そこからは、コード・アカデミア全体と、遠くにそびえるJavaシティのタワーが見渡せる。
「今日の授業での君の提案、とても素晴らしかったわ」アキラ先生は静かに言った。
「その柔軟な発想力は、言語の壁を超える鍵になると思う」
「ありがとうございます」マリカは恐縮しながらも、嬉しそうに答えた。
「でも、まだまだ勉強不足で…」
「謙虚なのはいいことだけど」アキラ先生は優しく微笑んだ。
「自分の才能を過小評価しないことも大切よ。私は教師として多くの生徒を見てきたけど、君のような直観的なインターフェース設計の才能は稀だわ」
先生は眼鏡を外し、クリスタルのように透明な目で夕日を見つめた。
「かつて私も、言語の壁を越える『ユニバーサル・コンパイラー』を作ろうとしていたの。でも、時代がまだ早すぎた。技術も、人々の心も、準備ができていなかった」
「アキラ先生も同じ夢を…?」
「ええ。だから、君の描く『ユニバーサル・インターフェース』の話を聞いた時、私の若い頃を見ているようで嬉しかったわ」
アキラ先生はマリカの肩に手を置いた。
「COBOL王国とJavaシティの交流促進委員会からの推薦で入学してきた時から、君の可能性には期待していたの。今、その期待以上の成長を見せてくれている」
「私には、和み亭の仕事もあるし、まだまだ道のりは長いです…」
「その通りよ」アキラ先生は頷いた。
「でも、その二つの仕事は矛盾しないわ。むしろ、和み亭での経験が、君のインターフェース設計に血肉を与えている。実際の人々との交流がなければ、真のインターフェースは設計できないもの」
夕日が二人を金色に染める中、アキラ先生は小さな結晶のような装置をマリカに手渡した。

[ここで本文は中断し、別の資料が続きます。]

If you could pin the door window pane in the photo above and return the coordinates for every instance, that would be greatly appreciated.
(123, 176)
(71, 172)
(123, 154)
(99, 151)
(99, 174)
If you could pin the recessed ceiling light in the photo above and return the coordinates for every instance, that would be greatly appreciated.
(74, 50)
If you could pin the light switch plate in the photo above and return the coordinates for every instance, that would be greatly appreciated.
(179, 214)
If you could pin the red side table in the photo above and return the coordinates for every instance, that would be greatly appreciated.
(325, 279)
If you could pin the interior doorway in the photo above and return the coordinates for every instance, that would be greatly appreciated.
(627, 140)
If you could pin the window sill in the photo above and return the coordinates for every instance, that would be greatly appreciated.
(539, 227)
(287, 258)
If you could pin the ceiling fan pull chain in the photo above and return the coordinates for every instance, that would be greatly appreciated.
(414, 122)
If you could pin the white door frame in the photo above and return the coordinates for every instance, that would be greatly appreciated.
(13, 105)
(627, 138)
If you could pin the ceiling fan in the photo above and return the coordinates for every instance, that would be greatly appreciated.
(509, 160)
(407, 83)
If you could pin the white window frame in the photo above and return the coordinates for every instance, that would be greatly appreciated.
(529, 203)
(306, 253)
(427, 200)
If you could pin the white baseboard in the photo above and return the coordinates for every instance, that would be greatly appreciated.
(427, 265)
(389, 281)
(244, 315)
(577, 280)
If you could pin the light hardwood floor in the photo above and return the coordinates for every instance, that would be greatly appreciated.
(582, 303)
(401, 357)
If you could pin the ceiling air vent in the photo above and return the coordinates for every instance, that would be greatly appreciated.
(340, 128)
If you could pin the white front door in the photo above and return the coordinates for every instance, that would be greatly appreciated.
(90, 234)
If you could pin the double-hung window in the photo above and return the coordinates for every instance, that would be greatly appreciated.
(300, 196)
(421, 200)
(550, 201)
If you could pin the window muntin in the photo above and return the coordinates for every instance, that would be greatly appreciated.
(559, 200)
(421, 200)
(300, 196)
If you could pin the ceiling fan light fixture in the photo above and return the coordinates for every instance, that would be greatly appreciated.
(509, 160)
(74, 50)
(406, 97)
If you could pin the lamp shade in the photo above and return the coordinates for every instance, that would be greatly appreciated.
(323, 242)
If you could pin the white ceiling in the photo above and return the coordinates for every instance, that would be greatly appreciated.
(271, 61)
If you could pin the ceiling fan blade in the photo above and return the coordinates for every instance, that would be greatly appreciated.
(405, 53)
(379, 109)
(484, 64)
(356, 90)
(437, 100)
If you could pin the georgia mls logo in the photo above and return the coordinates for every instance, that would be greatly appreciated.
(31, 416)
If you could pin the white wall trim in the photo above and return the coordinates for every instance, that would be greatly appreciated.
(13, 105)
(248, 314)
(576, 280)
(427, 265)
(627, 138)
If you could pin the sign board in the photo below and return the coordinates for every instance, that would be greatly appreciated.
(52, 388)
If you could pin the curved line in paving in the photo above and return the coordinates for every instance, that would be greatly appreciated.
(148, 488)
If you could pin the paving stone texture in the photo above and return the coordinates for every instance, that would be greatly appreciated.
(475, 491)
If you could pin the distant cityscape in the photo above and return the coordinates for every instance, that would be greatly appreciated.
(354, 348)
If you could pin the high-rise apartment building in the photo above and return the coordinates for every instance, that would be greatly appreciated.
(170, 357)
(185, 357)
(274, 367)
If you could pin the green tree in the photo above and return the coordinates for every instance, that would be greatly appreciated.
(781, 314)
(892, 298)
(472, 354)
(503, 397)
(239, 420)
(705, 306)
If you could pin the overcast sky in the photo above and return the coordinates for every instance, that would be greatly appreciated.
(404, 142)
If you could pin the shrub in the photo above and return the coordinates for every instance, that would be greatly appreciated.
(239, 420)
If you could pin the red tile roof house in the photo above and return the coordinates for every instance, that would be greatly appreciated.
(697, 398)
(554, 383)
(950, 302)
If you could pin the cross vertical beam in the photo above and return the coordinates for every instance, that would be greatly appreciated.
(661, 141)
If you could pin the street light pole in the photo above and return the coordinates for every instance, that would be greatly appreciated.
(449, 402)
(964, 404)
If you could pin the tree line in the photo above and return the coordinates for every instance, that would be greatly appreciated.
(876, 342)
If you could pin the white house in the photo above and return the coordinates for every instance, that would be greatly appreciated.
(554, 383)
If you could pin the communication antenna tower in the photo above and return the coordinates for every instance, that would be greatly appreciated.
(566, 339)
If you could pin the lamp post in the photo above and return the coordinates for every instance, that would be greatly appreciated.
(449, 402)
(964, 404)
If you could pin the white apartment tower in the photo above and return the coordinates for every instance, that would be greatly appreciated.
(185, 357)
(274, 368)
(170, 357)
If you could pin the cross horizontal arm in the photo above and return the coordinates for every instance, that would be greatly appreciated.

「これは『クオンタム・インターリンク』。私の研究室で開発した試作品よ。
量子バッファリングの原理を応用したものだから、君の研究の役に立つかもしれない」
「こんな大切なものを、私に?」
「ええ。次世代に託すのが研究者の役目だもの。それに…」
アキラ先生は少し遠くを見つめるように言った。
「最近、Javaシティで起きている異変は気になるわ。クラスタータワーのエネルギー流が乱れている。だから、この装置を安全な場所に預けておきたかったの」
「異変…ですか?」
「君は気づいていないかもしれないけれど、この世界のバランスが少しずつ崩れ始めているの。でも心配しないで。私たち教師陣も対策を練っているわ」
アキラ先生は再び眼鏡をかけ、いつもの知的な表情に戻った。
「さて、そろそろログアウトの時間ね。明日も素敵な提案を聞かせてほしいわ」
「はい!ありがとうございました、アキラ先生」
マリカは深く頭を下げ、心からの感謝を込めた。